Using other input file formats

gorder is primarily designed for analyzing Gromacs simulations. The most efficient and straightforward way to use it is therefore by providing it with a TPR file and an XTC file. However, to make it more flexible and less dependent on a specific MD engine, gorder also supports various other file formats for both structure/topology and trajectory files.

Structure and topology file formats

In rare cases where gorder cannot read your input TPR file, or if no TPR file is available, you can provide the system structure and topology using alternative file formats. gorder supports GRO, PDB, and PQR files as structure files.

For example, the following YAML input file is valid if the provided PDB file includes a connectivity section (and has fewer than 100,000 atoms due to PDB format limitations):

structure: system.pdb
trajectory: md.xtc
analysis_type: !CGOrder
  beads: "@membrane"
output: order.yaml

If the PDB file lacks a connectivity section or if you are using a GRO or PQR file as the input structure, you must also supply a "bonds" file:

structure: system.gro
bonds: system.bnd   # the file extension does not matter here
trajectory: md.xtc
analysis_type: !CGOrder
  beads: "@membrane"
output: order.yaml

Connectivity information will be read from system.bnd.

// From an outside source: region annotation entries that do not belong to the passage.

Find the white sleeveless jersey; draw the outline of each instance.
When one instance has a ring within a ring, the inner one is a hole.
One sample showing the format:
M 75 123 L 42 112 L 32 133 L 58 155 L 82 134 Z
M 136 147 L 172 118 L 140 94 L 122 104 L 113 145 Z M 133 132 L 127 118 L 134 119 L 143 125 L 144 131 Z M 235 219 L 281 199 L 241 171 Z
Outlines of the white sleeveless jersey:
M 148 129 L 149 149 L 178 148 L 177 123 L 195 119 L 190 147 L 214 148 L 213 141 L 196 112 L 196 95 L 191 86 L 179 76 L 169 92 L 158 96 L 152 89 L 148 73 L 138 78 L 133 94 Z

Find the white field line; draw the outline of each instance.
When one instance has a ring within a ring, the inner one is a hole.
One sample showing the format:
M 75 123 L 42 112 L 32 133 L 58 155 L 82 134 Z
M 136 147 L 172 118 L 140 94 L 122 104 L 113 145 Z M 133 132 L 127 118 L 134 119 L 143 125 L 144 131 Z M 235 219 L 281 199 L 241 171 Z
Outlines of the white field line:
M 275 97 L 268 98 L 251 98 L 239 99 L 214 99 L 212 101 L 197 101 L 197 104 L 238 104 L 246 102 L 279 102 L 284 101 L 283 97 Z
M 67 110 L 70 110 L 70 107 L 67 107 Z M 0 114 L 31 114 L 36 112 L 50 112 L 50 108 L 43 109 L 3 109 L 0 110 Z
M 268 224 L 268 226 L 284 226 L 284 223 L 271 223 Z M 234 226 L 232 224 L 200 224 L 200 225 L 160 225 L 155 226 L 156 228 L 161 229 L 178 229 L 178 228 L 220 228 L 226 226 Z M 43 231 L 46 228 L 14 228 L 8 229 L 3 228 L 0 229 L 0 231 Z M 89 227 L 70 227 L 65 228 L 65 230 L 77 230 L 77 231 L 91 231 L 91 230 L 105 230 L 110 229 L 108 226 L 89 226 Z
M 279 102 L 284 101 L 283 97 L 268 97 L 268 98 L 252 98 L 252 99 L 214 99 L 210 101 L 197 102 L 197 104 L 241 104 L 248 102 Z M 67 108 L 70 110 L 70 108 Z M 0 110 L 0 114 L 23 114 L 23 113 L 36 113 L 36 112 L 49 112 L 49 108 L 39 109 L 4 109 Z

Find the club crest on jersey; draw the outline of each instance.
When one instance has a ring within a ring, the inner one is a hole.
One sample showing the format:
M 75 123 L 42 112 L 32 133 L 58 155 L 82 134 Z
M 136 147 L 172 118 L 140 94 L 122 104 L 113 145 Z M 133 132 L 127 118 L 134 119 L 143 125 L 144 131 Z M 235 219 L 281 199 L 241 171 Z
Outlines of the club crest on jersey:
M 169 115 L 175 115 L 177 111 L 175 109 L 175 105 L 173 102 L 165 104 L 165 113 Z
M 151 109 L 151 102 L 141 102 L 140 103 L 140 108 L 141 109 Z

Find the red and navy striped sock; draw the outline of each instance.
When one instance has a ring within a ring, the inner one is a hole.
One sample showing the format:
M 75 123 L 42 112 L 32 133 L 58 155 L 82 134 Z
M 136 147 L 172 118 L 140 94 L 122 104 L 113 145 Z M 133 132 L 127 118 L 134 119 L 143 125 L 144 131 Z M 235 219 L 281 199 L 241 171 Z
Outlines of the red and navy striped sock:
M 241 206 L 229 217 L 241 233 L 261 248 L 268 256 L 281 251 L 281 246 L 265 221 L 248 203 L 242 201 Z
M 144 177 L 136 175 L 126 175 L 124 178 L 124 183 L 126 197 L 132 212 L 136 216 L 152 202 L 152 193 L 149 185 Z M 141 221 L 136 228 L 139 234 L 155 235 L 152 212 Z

Note that the connectivity data in the bonds file overrides even information in the provided PDB or TPR file.

gorder identifies the file format based on the file extension: .tpr for TPR files, .gro for GRO files, .pdb for PDB files, and .pqr for PQR files. Ensure that the file is named correspondingly.

Specification of the bonds file

The bonds file format is similar to the PDB connectivity block but simpler and much more flexible. It also supports systems of any (reasonable) size.

Each line in the file contains numbers separated by whitespace. The first number specifies the "target atom" (serial number), and the following numbers specify the atoms bonded to it. Serial numbers correspond to Gromacs numbering, where the first atom is 1, the second is 2, and so on (no matter the "atom number" in the input GRO or PDB file).

1 2 4

In this example, atom 1 is bonded to atoms 2 and 4. Atoms 2 and 4 are not bonded to each other.

Each bond needs to be specified only once (with any order of atoms), but duplicating entries is allowed. For instance, the following bonds files are equivalent:

1 2 4
2 3
1 2 4
2 1 3
3 2
4 1

(The system contains three bonds: atoms 1 and 2, atoms 1 and 4, and atoms 2 and 3.)

Bonds can be listed in any order, and multiple lines can start with the same target atom. Any number of bonds can be specified on one line. Empty lines are ignored, and any amount of whitespace is allowed between the numbers. Comments can be added using #:

1 2 4   # atom 1 is bonded to atoms 2 and 4
2 3

Here’s an excerpt from an example bonds file:

# Example bonds file for an atomistic system
1 2 3 4 5
2 1
3 1
4 1
5 1 6 7 8
6 5
7 5
8 5 9 10 15
9 8
10 8
11 12 13 14 15
12 11
13 11
14 11 16
15 8 11
16 14 17 18 19
# (...)

Note about selecting elements

When using the element keyword in GSL atom selection queries, atoms are selected based on their associated element. Element information is natively available in TPR files but is missing in other supported formats. If a non-TPR file is used, gorder will attempt to guess the elements of atoms based on the atom and residue names.

If gorder detects potential issues with the guess, it will display a warning in the terminal. You can then evaluate whether the concerns are harmless, avoid using the element keyword, or provide a TPR file instead.

Trajectory file formats

gorder is highly optimized to read XTC files as quickly as possible. If you have an XTC file or can generate one, it is recommended to use it. However, gorder also supports various other trajectory file formats, namely TRR, GRO, PDB, Amber NetCDF, DCD, and LAMMPSTRJ. You can use any of these files instead of an XTC trajectory, and gorder will automatically recognize the format based on the file extension.

gorder identifies the file format based on the file extension: .xtc for XTC files, .trr for TRR files, .gro for GRO files, .pdb for PDB files, .nc for Amber NetCDF files, .dcd for DCD files, and .lammpstrj for LAMMPSTRJ files. Ensure that your trajectory file is named accordingly.

Note that some features of gorder are not available for certain trajectory file formats. Specifically, do not specify the analysis time range using begin and end if your trajectory file is a PDB file or an Amber NetCDF file. This will not work and will result in an error!

You can only use this feature with a GRO trajectory if the file contains simulation time and step information in the 'title' line, formatted as follows:

Some Arbitrarily Long Title (...) t= SIMULATION_TIME step= SIMULATION_STEP

For example:

System t= 100.00000 step= 5000

Additionally, note that gorder assumes that time information in DCD files is specified in ps.